And again, any of us who have been with someone for a long time, we’ve experienced that to some degree. And so in the case of, your project and okay, you wanted to use this domain shit, the domain has taken, okay that’s an obstacle that, again, if it’s me, I don’t look at that as. Am I getting in my own way?

Am I through how I’m conducting myself? Am I causing myself unnecessary problems? To me, I would just look at that as, ah, this is part of the game. And like you said, I think that’s a good point of maybe I should have done a bit more research before I put a lot of time into a domain that isn’t available.

Also, I don’t know if you’ve looked into this, but many domains are for sale, even if they’re not listed for sale. So you can pull up the, who is information, you can get a contact, you could reach out and see if you could buy it as well. 

Brannen: Yeah. I’ve seen that through through my work since then.

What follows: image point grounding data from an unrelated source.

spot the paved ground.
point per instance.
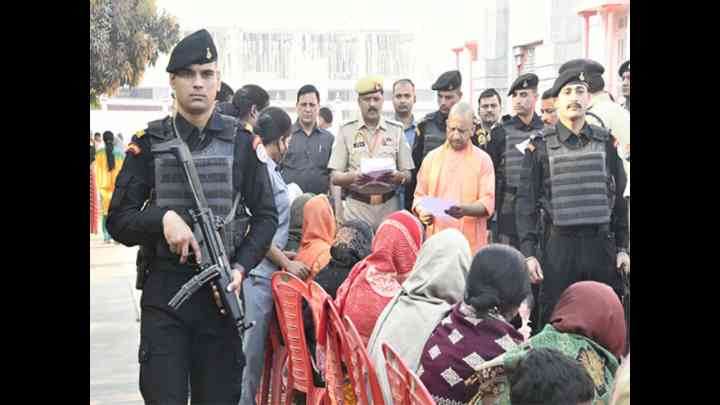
(114, 331)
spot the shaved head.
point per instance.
(460, 125)
(462, 110)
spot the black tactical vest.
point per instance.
(513, 157)
(581, 187)
(433, 134)
(214, 164)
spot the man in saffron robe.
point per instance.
(459, 172)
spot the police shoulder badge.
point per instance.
(133, 149)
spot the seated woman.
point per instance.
(296, 220)
(477, 329)
(547, 376)
(621, 391)
(587, 324)
(318, 234)
(435, 284)
(352, 244)
(374, 281)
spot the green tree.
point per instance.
(125, 37)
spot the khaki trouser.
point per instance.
(373, 215)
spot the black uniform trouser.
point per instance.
(573, 254)
(506, 227)
(193, 345)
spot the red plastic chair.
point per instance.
(362, 371)
(335, 337)
(288, 294)
(275, 357)
(405, 385)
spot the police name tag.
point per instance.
(522, 146)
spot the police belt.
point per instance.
(580, 230)
(372, 199)
(173, 264)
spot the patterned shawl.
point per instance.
(318, 233)
(374, 281)
(436, 283)
(586, 325)
(460, 343)
(352, 244)
(296, 221)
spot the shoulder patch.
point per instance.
(257, 142)
(393, 122)
(260, 152)
(348, 123)
(133, 149)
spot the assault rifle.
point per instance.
(215, 267)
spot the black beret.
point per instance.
(196, 48)
(568, 77)
(625, 67)
(586, 65)
(448, 81)
(526, 81)
(273, 122)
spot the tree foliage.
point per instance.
(125, 37)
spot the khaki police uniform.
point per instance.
(355, 142)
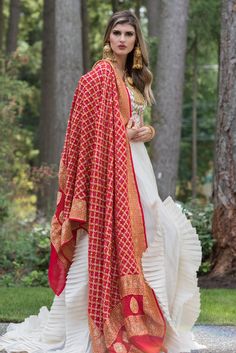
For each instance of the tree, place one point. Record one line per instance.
(224, 187)
(169, 88)
(13, 26)
(62, 68)
(85, 37)
(1, 24)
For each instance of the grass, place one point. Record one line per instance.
(16, 303)
(218, 306)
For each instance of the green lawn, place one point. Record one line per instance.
(218, 305)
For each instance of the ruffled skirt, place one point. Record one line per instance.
(169, 264)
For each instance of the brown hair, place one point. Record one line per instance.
(142, 78)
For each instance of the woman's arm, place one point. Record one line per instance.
(143, 134)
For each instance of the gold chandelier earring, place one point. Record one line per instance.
(108, 53)
(137, 59)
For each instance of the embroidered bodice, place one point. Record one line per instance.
(137, 107)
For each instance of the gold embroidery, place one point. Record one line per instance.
(62, 176)
(134, 307)
(98, 343)
(125, 337)
(119, 347)
(55, 233)
(113, 325)
(61, 216)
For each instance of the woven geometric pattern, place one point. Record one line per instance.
(95, 158)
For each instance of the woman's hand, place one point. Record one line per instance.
(143, 134)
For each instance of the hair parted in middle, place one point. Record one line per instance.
(142, 78)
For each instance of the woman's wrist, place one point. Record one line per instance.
(152, 131)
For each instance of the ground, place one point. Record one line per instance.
(226, 281)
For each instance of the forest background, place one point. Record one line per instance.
(38, 78)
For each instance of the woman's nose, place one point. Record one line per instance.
(122, 37)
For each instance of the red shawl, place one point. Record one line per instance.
(98, 192)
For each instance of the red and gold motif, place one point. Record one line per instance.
(98, 192)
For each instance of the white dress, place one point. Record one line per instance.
(169, 265)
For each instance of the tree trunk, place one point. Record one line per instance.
(62, 68)
(153, 13)
(194, 123)
(224, 186)
(1, 24)
(169, 83)
(13, 25)
(85, 37)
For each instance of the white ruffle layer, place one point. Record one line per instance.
(169, 264)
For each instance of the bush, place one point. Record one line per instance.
(25, 254)
(201, 218)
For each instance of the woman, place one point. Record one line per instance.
(123, 263)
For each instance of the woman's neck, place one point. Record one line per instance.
(120, 62)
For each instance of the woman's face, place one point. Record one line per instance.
(122, 39)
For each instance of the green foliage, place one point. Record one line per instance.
(202, 48)
(16, 144)
(201, 219)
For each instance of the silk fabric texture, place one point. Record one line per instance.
(98, 192)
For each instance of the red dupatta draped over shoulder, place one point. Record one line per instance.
(98, 192)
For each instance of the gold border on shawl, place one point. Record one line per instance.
(62, 175)
(132, 284)
(113, 324)
(98, 342)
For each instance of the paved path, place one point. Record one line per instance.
(218, 339)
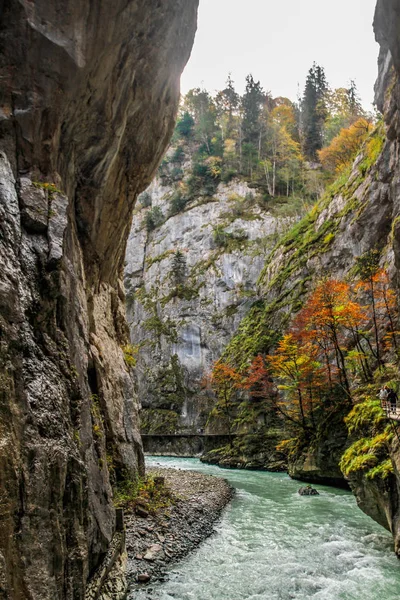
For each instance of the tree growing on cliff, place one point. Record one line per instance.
(345, 146)
(314, 111)
(227, 102)
(178, 268)
(298, 373)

I think to back up what you’re saying too, I think when we’re lighter and we’re going through life with, in accordance with our values, those obstacles, maybe they pop up either way, whether. It’s just how we perceive them at the time. And if we’re living accordance to our values and we’re feeling positive, we know those things do present themselves more easily as obstacles rather than the other side of the coin where we might end up initially taking them personally, which makes them, a lot more difficult to circumnavigate until you, are aware of it.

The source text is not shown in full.